Une nouvelle espèce de chat-tigre vient d'être découverte (et elle est déjà menacée)

L'espèce (Leopardus pardinoides) est le troisième oncille jamais documenté. Il a fallu plus de dix ans de travaux génétiques et quarante experts pour rassembler toutes les pièces de ce complexe puzzle.

De Jason Bittel
Publication 7 mai 2024, 15:50 CEST
Lorsque Joel Sartore a photographié Tabu, un chat sauvage, au Ranch de sauvetage des toucans du ...

Lorsque Joel Sartore a photographié Tabu, un chat sauvage, au Ranch de sauvetage des toucans du Costa Rica en 2021, on l'a considéré comme étant un oncille du nord (Leopardus tigrinus oncilla). Une nouvelle étude confirme que Tabu appartient à une nouvelle espèce, le chat-tigre nébuleux, L. pardinoides.

PHOTOGRAPHIE DE Joël Sartore, National Gepgraphic, Photo Ark

Dans la grande famille des félins, beaucoup d'entre nous ne connaissent que les tigres, les lions et autres guépards. Mais combien connaissent les chats-tigres, qui font la taille d'un chat domestique et occupent un vaste territoire, s'étendant du Costa Rica à l'Argentine ?

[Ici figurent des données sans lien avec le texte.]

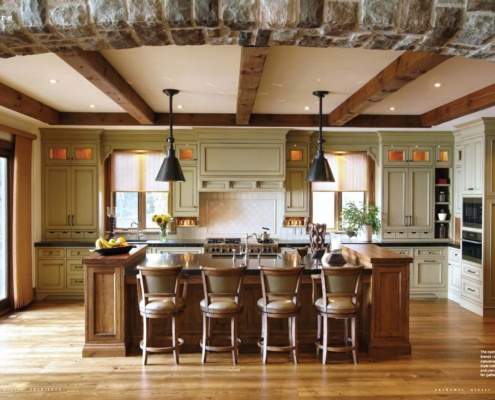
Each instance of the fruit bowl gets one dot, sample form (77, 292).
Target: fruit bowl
(114, 250)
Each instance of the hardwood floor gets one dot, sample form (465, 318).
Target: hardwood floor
(40, 357)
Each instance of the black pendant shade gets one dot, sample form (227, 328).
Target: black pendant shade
(170, 171)
(320, 169)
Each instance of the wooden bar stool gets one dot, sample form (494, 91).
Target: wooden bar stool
(158, 297)
(340, 296)
(223, 299)
(280, 289)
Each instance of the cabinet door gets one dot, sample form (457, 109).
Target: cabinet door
(429, 274)
(458, 192)
(186, 194)
(395, 184)
(51, 274)
(455, 277)
(419, 196)
(84, 200)
(57, 197)
(296, 195)
(472, 165)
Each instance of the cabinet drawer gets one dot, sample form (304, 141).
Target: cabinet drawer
(389, 235)
(51, 234)
(75, 268)
(77, 235)
(455, 254)
(425, 252)
(472, 272)
(52, 252)
(472, 290)
(75, 282)
(77, 252)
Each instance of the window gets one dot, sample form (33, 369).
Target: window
(329, 198)
(134, 191)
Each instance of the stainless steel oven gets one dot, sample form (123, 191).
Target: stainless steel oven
(472, 212)
(472, 246)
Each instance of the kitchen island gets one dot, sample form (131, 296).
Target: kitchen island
(114, 326)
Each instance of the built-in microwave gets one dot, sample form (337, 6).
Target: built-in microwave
(472, 212)
(472, 246)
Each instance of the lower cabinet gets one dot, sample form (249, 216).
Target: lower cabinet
(60, 272)
(428, 272)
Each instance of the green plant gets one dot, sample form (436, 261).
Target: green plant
(354, 217)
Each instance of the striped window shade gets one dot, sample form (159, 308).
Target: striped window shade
(136, 171)
(350, 171)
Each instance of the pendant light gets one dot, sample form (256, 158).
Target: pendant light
(170, 170)
(320, 169)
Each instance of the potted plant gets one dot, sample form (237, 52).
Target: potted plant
(362, 220)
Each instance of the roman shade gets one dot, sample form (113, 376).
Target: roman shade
(136, 171)
(350, 171)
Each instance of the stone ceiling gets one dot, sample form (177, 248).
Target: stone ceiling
(447, 27)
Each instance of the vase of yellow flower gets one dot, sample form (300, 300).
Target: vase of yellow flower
(162, 221)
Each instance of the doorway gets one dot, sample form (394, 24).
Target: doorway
(5, 275)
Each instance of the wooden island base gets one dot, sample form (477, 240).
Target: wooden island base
(114, 326)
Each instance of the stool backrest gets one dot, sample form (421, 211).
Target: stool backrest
(158, 282)
(317, 235)
(280, 282)
(342, 282)
(222, 282)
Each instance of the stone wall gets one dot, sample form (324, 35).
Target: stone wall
(450, 27)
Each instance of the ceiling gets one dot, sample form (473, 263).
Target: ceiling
(247, 86)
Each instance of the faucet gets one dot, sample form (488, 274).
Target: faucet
(139, 233)
(246, 248)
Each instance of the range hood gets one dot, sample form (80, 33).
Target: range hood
(246, 161)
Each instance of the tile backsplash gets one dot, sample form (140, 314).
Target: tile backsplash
(223, 214)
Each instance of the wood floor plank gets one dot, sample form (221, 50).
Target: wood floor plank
(40, 357)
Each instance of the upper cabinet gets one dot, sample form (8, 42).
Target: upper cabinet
(443, 156)
(70, 184)
(66, 153)
(407, 155)
(472, 165)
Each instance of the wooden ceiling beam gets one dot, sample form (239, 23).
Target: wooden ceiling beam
(476, 101)
(405, 69)
(252, 63)
(26, 105)
(257, 120)
(97, 70)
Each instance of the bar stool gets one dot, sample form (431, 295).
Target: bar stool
(280, 290)
(317, 236)
(158, 297)
(341, 292)
(222, 299)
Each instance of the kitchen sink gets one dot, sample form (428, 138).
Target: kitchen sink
(239, 256)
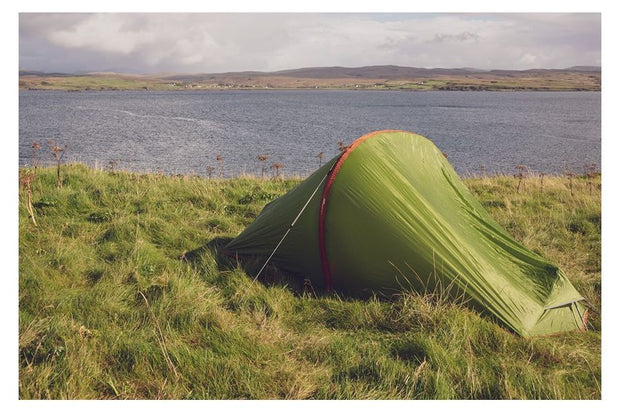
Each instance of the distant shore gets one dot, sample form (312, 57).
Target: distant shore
(366, 78)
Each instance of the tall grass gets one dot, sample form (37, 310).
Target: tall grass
(123, 295)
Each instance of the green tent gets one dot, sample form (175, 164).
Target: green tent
(390, 214)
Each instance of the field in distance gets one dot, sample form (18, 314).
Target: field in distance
(578, 78)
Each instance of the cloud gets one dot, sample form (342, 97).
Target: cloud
(216, 42)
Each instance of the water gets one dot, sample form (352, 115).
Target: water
(183, 132)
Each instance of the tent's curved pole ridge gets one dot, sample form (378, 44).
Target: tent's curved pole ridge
(331, 177)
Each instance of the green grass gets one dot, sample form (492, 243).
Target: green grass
(122, 295)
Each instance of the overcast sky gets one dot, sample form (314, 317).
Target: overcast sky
(216, 42)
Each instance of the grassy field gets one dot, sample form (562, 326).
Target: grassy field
(562, 81)
(123, 295)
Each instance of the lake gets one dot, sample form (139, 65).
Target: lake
(184, 132)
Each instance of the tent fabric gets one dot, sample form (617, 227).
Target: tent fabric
(394, 216)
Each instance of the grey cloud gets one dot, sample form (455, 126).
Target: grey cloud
(218, 42)
(461, 37)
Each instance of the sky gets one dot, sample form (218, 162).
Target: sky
(223, 42)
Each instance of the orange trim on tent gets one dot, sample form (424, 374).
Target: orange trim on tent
(325, 267)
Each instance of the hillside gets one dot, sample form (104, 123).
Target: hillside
(123, 295)
(368, 78)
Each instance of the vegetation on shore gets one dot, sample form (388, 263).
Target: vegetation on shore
(123, 295)
(366, 78)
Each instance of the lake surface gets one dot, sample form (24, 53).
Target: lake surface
(184, 132)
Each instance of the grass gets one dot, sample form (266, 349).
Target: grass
(122, 295)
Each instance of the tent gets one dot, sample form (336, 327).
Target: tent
(390, 214)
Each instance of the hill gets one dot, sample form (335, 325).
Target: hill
(387, 77)
(123, 295)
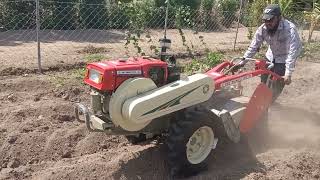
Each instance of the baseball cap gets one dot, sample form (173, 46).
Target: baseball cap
(270, 11)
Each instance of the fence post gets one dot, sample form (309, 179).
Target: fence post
(38, 30)
(240, 13)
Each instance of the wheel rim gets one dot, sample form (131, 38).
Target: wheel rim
(200, 145)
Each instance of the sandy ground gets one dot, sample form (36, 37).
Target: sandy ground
(40, 138)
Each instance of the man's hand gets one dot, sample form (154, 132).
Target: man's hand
(287, 80)
(239, 65)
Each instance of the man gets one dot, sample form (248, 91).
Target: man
(284, 45)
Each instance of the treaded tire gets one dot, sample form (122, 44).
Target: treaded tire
(133, 139)
(181, 129)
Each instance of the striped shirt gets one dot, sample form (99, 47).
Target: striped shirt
(284, 46)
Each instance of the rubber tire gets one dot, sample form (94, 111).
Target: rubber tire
(181, 129)
(136, 139)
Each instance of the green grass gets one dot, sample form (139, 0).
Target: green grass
(94, 57)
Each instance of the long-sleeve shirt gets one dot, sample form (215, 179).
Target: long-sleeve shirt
(284, 45)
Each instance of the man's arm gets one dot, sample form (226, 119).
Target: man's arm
(294, 51)
(255, 44)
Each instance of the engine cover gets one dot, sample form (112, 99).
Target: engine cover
(138, 111)
(113, 73)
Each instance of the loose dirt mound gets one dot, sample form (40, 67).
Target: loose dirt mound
(40, 138)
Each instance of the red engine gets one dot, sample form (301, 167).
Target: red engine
(108, 75)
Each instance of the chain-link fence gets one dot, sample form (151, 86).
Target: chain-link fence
(69, 32)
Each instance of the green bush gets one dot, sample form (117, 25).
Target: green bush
(229, 9)
(202, 65)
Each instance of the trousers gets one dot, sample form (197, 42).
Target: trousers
(278, 85)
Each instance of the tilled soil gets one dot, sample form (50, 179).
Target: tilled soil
(40, 138)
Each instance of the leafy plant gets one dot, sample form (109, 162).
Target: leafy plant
(202, 65)
(94, 58)
(229, 9)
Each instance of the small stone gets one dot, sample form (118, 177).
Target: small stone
(14, 163)
(37, 98)
(12, 139)
(66, 155)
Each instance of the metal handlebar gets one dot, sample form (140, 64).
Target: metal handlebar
(270, 64)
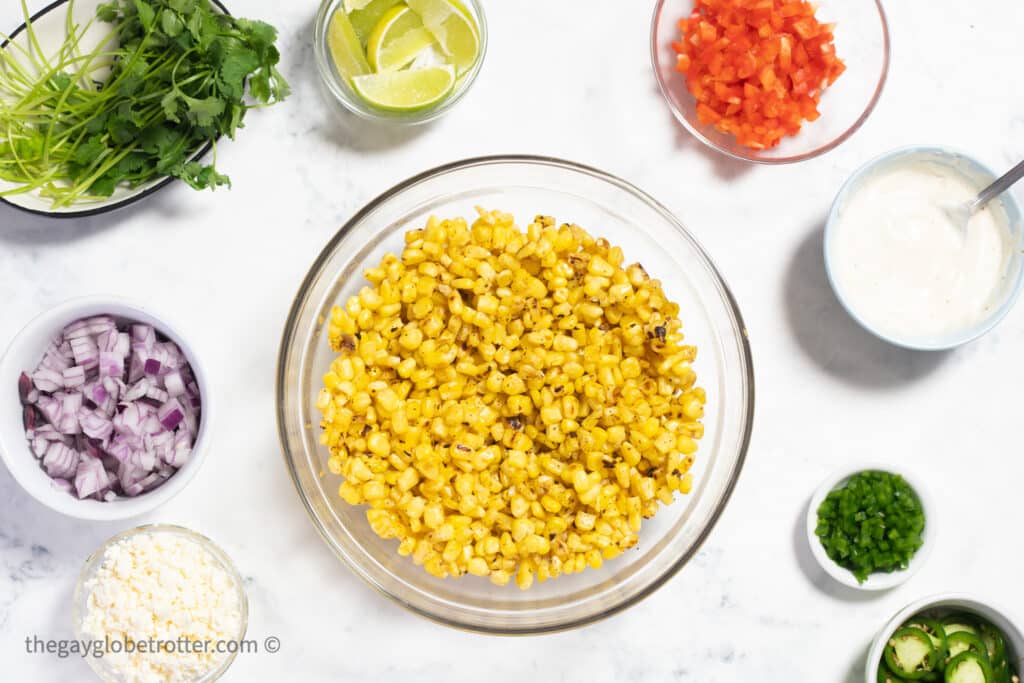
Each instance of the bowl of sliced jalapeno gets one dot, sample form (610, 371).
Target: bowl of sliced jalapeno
(947, 639)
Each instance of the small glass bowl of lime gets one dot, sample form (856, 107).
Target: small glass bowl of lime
(406, 61)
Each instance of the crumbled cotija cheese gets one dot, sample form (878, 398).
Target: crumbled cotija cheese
(162, 587)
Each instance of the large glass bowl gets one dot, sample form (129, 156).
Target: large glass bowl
(861, 41)
(606, 207)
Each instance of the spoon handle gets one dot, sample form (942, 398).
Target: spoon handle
(1000, 185)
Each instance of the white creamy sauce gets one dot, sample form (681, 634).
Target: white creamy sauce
(904, 267)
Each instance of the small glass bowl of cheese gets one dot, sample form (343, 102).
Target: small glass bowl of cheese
(132, 634)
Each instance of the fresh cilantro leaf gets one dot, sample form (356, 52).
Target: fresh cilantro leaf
(109, 11)
(171, 23)
(201, 177)
(60, 81)
(259, 35)
(89, 151)
(121, 130)
(96, 124)
(146, 14)
(239, 62)
(205, 112)
(182, 6)
(105, 184)
(170, 105)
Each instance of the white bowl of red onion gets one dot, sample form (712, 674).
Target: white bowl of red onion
(104, 410)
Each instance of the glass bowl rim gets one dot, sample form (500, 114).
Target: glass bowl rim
(343, 94)
(96, 557)
(728, 299)
(697, 133)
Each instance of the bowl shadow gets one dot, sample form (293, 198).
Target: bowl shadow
(829, 337)
(725, 167)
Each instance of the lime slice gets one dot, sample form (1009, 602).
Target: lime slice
(364, 20)
(398, 38)
(345, 47)
(407, 90)
(454, 28)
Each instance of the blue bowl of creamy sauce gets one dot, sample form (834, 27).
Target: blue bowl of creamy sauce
(899, 265)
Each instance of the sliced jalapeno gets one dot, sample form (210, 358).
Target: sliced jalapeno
(910, 654)
(962, 641)
(936, 632)
(969, 668)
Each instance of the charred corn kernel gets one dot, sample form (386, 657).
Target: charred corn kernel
(509, 403)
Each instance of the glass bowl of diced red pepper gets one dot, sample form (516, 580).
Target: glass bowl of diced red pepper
(770, 81)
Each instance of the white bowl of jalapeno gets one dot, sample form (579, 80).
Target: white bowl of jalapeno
(948, 638)
(871, 526)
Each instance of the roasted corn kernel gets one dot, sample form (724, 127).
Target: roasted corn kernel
(509, 404)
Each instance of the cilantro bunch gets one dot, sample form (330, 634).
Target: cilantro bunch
(172, 77)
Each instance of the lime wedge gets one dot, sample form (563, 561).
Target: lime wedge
(406, 90)
(345, 47)
(364, 20)
(454, 28)
(398, 38)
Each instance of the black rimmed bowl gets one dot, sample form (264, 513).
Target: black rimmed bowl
(49, 26)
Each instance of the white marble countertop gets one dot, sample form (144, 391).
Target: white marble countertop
(569, 79)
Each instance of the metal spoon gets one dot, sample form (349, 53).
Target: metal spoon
(961, 214)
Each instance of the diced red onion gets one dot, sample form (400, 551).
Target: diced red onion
(174, 384)
(94, 424)
(123, 345)
(153, 425)
(39, 445)
(137, 390)
(50, 408)
(60, 462)
(74, 377)
(85, 350)
(107, 341)
(157, 394)
(47, 380)
(111, 410)
(171, 414)
(111, 365)
(29, 418)
(91, 477)
(25, 387)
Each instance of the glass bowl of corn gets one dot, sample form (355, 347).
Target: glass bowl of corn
(607, 208)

À vrai dire, même les experts les confondent avec d'autres petits félins.

Jusqu'à présent, seulement deux espèces de chats-tigres avaient été formellement reconnues : l'oncille du nord (Leopardus tigrinus) et l'oncille du sud (Leopardus gutullus), qui comprend trois sous-espèces.

Mais il y a environ quatorze ans, Tadeu de Oliveira a reçu un mail qui lui a fait reconsidérer tout ce qu'il savait sur ces petits prédateurs.

« Je peux même vous donner la date », sourit Oliveira, conservationniste à l'Université d'État de Maranhão, au Brésil. « C'était le 22 juin 2010. »

Le message provenait de la chercheuse Rebecca Zug, qui travaillait sur les ours à lunettes en Équateur. Elle avait pris des photos d'un petit félin à l'allure curieuse, avec une longue queue et de nombreuses tâches, un oncille différent de tous ceux qui avaient pu être observés jusqu'alors.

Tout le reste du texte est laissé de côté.